Bu nevzuhur Türk ırkçılığının en gözde ve en makbul nefret nesnesi Kürtlerdir. Müslüman bir halk olsalar da hem Ezidilik ve Alevilik gibi islam dışı inançlara mensup ciddi bir nüfusu içinde barındırması, hem de Kürt kimliğinin egemen Türk kimliğine boyun eğmemesi, devşirmeciliğe ve asimilasyona direnmesi, kıyımlarla, katliamlarla bitirilemeyecek kadar büyük bir nüfusa sahip olmaları bu nefreti üzerlerine çekmelerinin başlıca nedenleridir. Direnen Kürtlük, inşa edilen yapay Türklüğün başarısızlığıdır, yumuşak karnıdır. Direnen Kürtlük, inşa edilen ırkçı Türklüğün tel tel dökülmesine, üstüne örttüğü perdenin sıyrılıp ırkçılığının ortaya çıkmasına yol açmaktadır.
Bu imal edilmiş ırkçı ve agresif Türklük, Türkler için de taşınması zor, suç mesuliyeti, vicdani ve ahlaki mesuliyeti ağır bir yüktür. Ekonomik, sosyolojik, psikolojik, kültürel olarak sırtlanılmış taşınması mümkün olmayan bir yüktür. Bu kimlik ve bu kimliğin üzerinde yükseldiği sistem bu rengaheng coğrafyayı bir çöle çevirmiştir. Bu yükten kurtulmadan, Türk halkının refaha ve huzura kavuşması mümkün değildir. Kürtlere karşı bir yüzyıldan fazladır sürdürülen Türkleştirme projesi başarıya ulaşamamış, yenilmiştir. Buna mukabil Türkler için telafisi çok uzun yıllara yayılacak bir sosyal, psikolojik, ekonomik yıkım getirmiştir. Kürtler, soykırım ve asimilasyona karşı bir yüzyıldan fazladır sürdürdükleri silahlı direnişi bırakmak ve Türklerle, diğer halklarla demokratik bir düzen içerisinde Kürt olmaktan doğan haklarını kullanarak birlikte yaşamak istiyorlar. Kürtlerin kendileri olarak, Kürt olarak yaşamaktan gayrı, hiçbir halkın aleyhine, haklarının gasp edilmesine dair bir talepleri yoktur. Savaş, yıkım, kıyım durursa savaş tacirlerinden gayrı herkes bundan kazançlı çıkacaktır.
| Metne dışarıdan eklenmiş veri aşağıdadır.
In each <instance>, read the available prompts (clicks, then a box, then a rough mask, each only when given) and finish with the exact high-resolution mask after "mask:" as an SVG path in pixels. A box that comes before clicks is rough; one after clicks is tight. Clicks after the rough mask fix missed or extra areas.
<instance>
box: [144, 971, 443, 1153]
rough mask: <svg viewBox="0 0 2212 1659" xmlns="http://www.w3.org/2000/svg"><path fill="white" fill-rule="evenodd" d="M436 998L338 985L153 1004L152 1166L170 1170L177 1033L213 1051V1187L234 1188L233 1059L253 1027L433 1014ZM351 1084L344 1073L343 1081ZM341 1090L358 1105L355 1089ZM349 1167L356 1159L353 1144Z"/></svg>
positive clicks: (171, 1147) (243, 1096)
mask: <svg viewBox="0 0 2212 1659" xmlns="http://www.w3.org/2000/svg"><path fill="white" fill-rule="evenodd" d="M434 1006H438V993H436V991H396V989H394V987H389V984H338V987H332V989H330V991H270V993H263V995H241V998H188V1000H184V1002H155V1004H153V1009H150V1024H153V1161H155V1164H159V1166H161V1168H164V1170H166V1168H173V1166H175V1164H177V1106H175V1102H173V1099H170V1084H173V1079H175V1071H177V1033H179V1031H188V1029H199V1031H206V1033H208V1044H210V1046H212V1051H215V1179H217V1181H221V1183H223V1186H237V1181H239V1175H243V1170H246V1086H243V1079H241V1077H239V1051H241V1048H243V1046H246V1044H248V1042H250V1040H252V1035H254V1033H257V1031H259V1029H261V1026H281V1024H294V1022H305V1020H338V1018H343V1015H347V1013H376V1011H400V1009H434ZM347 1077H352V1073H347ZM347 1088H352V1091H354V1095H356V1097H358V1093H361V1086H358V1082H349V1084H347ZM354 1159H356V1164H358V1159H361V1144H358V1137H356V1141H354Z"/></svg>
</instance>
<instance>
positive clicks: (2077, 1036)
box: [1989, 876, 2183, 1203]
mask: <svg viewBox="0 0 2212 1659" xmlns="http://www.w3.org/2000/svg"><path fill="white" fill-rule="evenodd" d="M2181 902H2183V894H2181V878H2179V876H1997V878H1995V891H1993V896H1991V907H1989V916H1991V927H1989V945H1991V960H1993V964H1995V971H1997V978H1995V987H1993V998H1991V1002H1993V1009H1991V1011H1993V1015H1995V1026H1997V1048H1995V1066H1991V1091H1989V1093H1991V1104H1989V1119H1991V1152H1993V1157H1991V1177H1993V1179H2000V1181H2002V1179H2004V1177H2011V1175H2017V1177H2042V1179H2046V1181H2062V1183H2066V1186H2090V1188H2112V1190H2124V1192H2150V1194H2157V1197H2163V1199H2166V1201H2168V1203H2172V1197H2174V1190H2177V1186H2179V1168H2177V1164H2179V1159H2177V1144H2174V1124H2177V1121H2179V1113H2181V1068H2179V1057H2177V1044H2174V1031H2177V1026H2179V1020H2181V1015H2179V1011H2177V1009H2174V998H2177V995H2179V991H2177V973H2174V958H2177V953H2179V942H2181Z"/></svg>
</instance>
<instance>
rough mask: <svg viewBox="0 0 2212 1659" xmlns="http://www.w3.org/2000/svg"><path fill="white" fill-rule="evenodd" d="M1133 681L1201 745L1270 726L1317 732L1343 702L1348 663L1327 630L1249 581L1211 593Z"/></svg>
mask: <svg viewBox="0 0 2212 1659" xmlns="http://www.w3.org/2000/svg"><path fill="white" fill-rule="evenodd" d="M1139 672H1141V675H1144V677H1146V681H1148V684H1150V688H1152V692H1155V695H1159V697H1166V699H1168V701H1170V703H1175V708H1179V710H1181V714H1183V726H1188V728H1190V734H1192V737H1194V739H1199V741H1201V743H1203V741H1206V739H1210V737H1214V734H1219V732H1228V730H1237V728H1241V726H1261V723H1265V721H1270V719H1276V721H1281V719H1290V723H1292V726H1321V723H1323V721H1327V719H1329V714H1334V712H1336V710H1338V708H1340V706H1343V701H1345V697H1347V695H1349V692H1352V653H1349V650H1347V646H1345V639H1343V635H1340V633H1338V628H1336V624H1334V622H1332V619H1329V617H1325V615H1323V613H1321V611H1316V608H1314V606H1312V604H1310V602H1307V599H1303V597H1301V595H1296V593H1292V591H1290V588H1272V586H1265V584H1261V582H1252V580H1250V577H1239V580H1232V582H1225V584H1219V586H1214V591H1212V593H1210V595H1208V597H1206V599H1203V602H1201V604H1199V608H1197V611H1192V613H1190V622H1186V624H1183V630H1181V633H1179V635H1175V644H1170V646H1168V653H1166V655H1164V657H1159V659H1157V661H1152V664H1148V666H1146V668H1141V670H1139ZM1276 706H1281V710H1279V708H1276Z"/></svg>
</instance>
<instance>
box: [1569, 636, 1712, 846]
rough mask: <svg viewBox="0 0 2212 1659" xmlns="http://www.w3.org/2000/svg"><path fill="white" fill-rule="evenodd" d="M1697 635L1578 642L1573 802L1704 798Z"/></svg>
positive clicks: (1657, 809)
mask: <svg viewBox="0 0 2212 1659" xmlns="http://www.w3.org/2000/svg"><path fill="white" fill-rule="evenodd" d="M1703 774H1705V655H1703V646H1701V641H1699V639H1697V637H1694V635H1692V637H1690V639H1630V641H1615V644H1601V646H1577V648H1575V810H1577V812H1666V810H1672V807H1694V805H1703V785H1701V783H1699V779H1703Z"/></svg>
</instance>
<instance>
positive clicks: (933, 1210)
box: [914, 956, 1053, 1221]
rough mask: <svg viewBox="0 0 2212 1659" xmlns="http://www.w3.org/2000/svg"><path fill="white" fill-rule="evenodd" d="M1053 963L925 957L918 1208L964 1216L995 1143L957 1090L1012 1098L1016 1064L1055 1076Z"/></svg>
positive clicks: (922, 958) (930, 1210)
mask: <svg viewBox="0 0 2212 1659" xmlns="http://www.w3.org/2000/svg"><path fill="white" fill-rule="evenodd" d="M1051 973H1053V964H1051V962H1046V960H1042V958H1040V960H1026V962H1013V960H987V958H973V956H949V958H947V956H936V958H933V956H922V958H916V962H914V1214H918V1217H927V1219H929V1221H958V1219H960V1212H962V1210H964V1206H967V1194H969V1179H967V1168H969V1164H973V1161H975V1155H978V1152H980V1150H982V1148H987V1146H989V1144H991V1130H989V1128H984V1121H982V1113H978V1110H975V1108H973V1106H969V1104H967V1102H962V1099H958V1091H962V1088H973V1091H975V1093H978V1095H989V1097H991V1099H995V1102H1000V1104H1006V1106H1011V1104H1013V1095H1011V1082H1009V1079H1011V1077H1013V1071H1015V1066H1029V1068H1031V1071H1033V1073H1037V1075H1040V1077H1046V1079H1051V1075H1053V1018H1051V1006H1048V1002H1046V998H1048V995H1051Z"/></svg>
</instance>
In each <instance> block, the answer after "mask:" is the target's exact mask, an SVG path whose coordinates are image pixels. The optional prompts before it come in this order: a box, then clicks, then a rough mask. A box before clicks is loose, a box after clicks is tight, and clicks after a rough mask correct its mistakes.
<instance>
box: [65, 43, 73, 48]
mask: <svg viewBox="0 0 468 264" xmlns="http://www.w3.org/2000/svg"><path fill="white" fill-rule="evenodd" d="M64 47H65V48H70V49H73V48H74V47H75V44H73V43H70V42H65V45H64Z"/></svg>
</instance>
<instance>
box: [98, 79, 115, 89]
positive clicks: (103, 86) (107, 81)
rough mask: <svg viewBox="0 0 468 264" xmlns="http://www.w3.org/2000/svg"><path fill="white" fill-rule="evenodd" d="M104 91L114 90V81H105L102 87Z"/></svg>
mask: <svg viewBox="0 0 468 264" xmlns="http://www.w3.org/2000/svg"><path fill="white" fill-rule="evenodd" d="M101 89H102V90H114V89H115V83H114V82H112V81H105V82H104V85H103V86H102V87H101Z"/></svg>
Gerçek Türk yurtseverlerinin, Türk halkının refahını ve mutluluğunu gerçekten düşünenlerin, Türk aydınlarının, entelektüellerinin, sanatçılarının, siyasetçilerinin Kürtlerin uzattığı bu barış elinin tutulması için öncülük etmeleri, bu saldırgan ırkçılığa karşı müzdele etmeleri gerekiyor. Kürt halkı onurundan ve özgürlüğünden vazgeçmez, diz çökmez, teslim olmaz. Kürdün teslim alınması, diz çöktürülmesi için yüzyıldır sürdürülen savaştan Türkün hayrına yoksulluktan, açlıktan, sefaletten gayrı bir şey düşmüş mü? Ders almak için, ibreti anlamak için bir yüz yıl daha mı beklenecek? Halihazırda Ortadoğu’daki kanlı boğazlaşmalardan, Suriye, Filistin, Yemen, Libya’da yaşananlardan daha ağırına yol açma potansiyeli olan Kürt-Türk savaşı Türk yurtseverleri için dert edinecekleri bir şey değil midir? Savaş sadece Kürtlerin derdi, barış sadece Kürtlerin talebi olursa bunun sonu dehşetengiz bir boğazlaşmadır.